Ariel didn’t waste time. “So you’re bored, are you? That’s such a waste; don’t you have family here? A wife? Girlfriend?”

“No. My folks passed away. I only came here because my grandmother left me her house.”

“So you decided to live here, in this little shriveled anus. Correct me if I’m wrong, but just because someone leaves you a house doesn’t mean you have to live in it. Right?”

He laughed, slightly forced. “I don’t really live here…”

“Sorry, but you do, you know.”

What about you? What are you doing here, he thought to himself. How did you end up here?

Ariel glanced at him. “I’m convalescing. That’s what I’m doing here.”

“You’ve been unwell?”

She nodded. “I had a breakdown, I lost the will to get up in the mornings. Have you ever had that? One day I just decided to die. I lay there like a lump for a month without moving. I didn’t eat for two whole months. I was on hunger strike. Just the odd mouthful of water.”

“Hunger strike against what?” He tried to smile: “You’re not being serious, are you?”

“So I made myself get up,” she said, ignoring his question. “I drove down here and found this house. I thought I’d get some sea air and straighten myself out.”

“This is the last place I’d come if I wanted to straighten myself out.”

“Places don’t straighten people out. It’s the other way round,” said Ariel.

He did not quite understand what she meant. There was a rush of excitement bubbling through him, the mere thought that all this might soon be his . Soon he would touch that overwhelming presence: woman, like a valley with green slopes and a stream flowing through the center. When he looked at her, she seemed less excited about it all: she wore a sort of peeved expression as if life was an inconvenience to her.

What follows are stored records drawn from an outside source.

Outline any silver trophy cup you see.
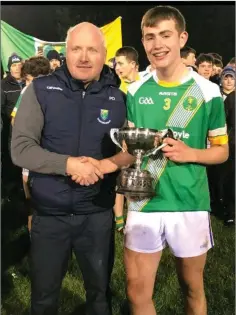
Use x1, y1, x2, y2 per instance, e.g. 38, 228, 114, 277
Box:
110, 128, 173, 199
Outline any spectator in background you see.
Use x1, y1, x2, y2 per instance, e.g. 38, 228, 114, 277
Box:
196, 54, 214, 80
114, 46, 140, 231
180, 46, 196, 67
1, 53, 25, 199
47, 50, 62, 72
221, 67, 235, 100
227, 57, 236, 70
115, 46, 140, 93
208, 53, 223, 61
59, 53, 66, 65
222, 82, 235, 226
11, 57, 50, 231
210, 58, 223, 85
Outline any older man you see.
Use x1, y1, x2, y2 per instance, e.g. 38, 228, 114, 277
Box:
11, 23, 126, 315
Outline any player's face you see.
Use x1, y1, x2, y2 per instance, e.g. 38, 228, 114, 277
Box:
222, 74, 235, 91
142, 20, 188, 70
115, 56, 136, 80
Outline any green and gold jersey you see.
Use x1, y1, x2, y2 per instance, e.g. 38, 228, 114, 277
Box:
127, 70, 228, 212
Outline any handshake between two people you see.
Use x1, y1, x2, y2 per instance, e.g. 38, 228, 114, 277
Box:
66, 152, 135, 186
66, 156, 104, 186
66, 138, 199, 186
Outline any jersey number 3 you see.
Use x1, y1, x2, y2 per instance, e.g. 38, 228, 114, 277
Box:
163, 98, 171, 110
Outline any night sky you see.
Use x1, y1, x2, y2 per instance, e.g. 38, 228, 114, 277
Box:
1, 1, 235, 70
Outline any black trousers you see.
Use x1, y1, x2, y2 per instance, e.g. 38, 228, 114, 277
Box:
31, 209, 114, 315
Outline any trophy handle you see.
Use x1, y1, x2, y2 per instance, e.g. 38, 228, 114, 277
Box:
110, 128, 125, 152
144, 143, 167, 157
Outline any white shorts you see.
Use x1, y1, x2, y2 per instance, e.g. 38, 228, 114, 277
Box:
124, 211, 214, 257
22, 168, 29, 176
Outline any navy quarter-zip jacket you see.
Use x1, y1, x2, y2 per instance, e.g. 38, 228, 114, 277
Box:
11, 65, 126, 215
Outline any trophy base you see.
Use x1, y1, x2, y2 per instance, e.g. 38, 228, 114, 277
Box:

By now they’d reached the hinterland of the village. Walking up the main street towards the square, they seemed to be forcing their way through a tangle of staring eyes. A group of builders outside the wine cooperative elbowed each other and winked knowingly. Ever since Ariel’s arrival they had been sharpening their knives, assessing and weighing up her thighs, buttocks, and breasts as if she were a Christmas sow. The two old madams in the ice cream shop stared at them with their usual bleak disapproval and horror.

Outside, Michael tried not to look as Ariel licked her ice cream.

“Michael. I’m nothing special, you know, so don’t start fantasizing about me. I’ve had a hard life. I’ve got nothing to show for it except a rusty old van, a dysfunctional dog, and nowhere to go.”